妻:大災害の後の自粛ムードで、なんとなく公表するきっかけを失って。ようやくその翌年、披露宴をやったんです。
夫:マスコミからは「感謝婚」なんて書かれて。
妻:まあ、この人にはさんざん、お世話になりましたから(笑)。
夫:僕、映像の制作会社のアシスタントプロデューサーをしてたんです。
妻:撮影場所で、何やら関西弁で大声でしゃべってる人がいて。何者なの?って思ってた。

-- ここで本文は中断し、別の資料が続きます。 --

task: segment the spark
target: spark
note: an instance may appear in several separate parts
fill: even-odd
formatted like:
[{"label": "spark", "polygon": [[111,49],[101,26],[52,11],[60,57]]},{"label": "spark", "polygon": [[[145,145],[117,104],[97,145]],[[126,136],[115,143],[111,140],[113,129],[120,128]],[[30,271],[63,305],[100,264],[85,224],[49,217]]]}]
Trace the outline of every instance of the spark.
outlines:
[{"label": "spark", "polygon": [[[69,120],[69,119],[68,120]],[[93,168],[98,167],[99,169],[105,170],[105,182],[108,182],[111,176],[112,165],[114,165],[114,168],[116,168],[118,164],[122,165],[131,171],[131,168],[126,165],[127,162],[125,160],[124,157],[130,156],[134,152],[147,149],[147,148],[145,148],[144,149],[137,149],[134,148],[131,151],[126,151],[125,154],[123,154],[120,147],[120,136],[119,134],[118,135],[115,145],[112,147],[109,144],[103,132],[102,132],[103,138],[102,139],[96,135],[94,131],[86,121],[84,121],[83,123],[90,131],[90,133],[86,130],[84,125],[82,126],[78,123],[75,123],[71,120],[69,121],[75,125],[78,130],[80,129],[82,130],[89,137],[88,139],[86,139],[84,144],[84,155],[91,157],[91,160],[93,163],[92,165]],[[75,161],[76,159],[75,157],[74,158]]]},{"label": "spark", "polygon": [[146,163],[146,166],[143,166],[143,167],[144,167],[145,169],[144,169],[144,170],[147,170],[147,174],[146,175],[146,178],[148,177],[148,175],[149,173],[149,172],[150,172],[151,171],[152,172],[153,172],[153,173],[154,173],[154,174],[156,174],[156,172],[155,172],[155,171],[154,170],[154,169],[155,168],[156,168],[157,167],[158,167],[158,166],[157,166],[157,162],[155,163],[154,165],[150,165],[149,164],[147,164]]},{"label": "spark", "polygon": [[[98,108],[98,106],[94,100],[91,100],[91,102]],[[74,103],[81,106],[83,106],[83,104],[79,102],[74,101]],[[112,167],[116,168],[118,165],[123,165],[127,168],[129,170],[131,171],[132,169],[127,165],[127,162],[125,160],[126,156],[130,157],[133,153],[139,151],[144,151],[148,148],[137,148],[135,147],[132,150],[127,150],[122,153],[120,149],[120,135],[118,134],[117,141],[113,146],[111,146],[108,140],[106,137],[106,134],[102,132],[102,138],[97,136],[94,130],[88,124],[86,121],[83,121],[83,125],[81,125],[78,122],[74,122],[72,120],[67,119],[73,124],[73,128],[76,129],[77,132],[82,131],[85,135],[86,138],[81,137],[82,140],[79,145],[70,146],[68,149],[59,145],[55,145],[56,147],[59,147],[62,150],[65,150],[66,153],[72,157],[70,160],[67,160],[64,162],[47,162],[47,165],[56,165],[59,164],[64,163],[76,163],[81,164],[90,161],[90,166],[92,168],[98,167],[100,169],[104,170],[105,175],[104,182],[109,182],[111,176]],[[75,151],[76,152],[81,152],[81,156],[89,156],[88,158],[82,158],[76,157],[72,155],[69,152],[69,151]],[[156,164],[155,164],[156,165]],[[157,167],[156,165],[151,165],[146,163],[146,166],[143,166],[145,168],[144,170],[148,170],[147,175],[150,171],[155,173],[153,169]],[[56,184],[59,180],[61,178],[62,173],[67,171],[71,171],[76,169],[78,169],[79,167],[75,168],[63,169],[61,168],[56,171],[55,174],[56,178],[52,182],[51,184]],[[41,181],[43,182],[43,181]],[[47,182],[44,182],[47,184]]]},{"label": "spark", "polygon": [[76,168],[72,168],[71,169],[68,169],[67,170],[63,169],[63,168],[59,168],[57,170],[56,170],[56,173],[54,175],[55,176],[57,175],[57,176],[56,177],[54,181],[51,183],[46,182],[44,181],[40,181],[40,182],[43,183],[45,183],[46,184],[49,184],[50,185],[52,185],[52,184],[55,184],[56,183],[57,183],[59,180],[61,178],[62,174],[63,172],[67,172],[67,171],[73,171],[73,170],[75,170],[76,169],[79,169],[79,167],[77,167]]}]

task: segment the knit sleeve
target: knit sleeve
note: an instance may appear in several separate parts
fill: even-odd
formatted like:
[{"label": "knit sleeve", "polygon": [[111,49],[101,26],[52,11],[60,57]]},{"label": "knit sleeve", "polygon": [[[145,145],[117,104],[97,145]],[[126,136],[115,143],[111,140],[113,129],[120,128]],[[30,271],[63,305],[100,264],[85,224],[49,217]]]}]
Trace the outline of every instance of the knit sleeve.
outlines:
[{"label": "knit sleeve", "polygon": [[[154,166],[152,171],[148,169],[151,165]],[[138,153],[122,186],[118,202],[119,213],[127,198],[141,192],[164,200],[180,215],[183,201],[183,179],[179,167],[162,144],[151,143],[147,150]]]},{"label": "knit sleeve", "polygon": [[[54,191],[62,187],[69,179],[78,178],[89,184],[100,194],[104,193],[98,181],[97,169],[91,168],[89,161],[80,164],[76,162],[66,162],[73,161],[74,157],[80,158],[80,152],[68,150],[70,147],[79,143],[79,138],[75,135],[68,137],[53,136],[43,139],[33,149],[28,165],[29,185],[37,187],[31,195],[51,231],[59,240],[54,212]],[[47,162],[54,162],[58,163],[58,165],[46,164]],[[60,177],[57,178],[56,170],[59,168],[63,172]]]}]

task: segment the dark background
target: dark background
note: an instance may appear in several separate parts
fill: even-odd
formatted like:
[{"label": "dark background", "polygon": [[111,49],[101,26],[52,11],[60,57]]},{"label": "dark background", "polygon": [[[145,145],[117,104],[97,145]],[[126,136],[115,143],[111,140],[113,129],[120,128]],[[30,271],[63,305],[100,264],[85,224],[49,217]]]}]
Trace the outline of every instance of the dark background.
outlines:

夫:もともと彼女の大ファンだったんです。初めて生で見て、うわ! ほんとにきれいだな、と。衝撃を受けました。そこからはもう、何とかこっちを向いてもらおうと。必死でした。
妻:必要もないのに、周りをうろちょろ。おかしな人だなあと。で、そのお仕事が終わって、2カ月ぐらいしたら、また同じ会社から出演依頼があって。そんな頻度で同じ会社からオファーがあるなんて、めったにないことなんです。
夫:独断で、僕がキャスティングしました(笑)。
妻:私が30ぐらいでした。彼の会社に所属していた若手俳優の一人が、私にすごくなついてきて……この人、それに便乗したの!
夫:そりゃもう、使えるもんは、何でも使わな。
妻:一緒にご飯行きましょうか、って言ってたら、横から「はいはーい! 僕も行きまーす!」って(笑)。
――努力の甲斐あって(?)、何とか「お友達」に格上げされた夫。だが当時、妻には夫がいた。

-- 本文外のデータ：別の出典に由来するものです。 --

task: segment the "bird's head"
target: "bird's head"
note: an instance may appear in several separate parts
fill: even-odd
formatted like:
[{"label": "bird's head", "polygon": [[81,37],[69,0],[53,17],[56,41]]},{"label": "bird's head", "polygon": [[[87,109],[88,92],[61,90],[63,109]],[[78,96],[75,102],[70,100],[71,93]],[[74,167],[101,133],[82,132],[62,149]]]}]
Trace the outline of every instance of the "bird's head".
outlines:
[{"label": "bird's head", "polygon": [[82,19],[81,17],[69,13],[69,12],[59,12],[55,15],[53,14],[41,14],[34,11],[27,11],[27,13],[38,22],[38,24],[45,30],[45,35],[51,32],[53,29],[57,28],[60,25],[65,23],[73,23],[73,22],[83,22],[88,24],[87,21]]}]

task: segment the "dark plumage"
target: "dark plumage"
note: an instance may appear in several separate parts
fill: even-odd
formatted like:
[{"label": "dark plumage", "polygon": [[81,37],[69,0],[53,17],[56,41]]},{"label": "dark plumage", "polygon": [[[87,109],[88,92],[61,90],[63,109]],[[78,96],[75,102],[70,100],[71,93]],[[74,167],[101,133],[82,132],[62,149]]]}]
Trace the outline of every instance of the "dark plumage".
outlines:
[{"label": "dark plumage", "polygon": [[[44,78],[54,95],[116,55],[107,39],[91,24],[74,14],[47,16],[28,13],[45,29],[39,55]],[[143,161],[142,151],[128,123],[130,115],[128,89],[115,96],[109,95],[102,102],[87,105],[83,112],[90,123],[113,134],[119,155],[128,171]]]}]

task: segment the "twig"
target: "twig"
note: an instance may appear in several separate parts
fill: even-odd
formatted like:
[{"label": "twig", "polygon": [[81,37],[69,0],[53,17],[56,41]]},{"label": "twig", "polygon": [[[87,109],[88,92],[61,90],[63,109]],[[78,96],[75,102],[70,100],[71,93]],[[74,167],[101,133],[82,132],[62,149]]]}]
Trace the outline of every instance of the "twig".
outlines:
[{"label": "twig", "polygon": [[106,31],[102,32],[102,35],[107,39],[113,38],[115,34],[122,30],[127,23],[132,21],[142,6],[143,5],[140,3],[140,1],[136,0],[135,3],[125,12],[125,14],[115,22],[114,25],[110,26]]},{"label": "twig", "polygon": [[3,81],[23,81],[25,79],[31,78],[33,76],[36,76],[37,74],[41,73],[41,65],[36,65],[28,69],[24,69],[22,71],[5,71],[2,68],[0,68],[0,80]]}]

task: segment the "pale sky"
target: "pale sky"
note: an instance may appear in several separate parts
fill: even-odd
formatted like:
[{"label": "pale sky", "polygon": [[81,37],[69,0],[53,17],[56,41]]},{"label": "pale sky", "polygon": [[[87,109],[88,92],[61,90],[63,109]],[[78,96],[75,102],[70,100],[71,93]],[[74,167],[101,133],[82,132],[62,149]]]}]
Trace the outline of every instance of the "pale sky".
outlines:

妻:ちょうど、仕事も家庭も大変なときだったんです。私の母が重度のうつ病になってしまって、京都から私の家へ引き取った。けれど、私は母と夫の板挟みに……。とにかく我慢、我慢の日々でした。
夫:仕事に出れば、きれいで気丈なキャラクターを演じなきゃならないしね。
妻:そんな心の隙間に、この人がぐいぐい入ってきて。
夫:そんな、寄生虫みたいに言わんでも……。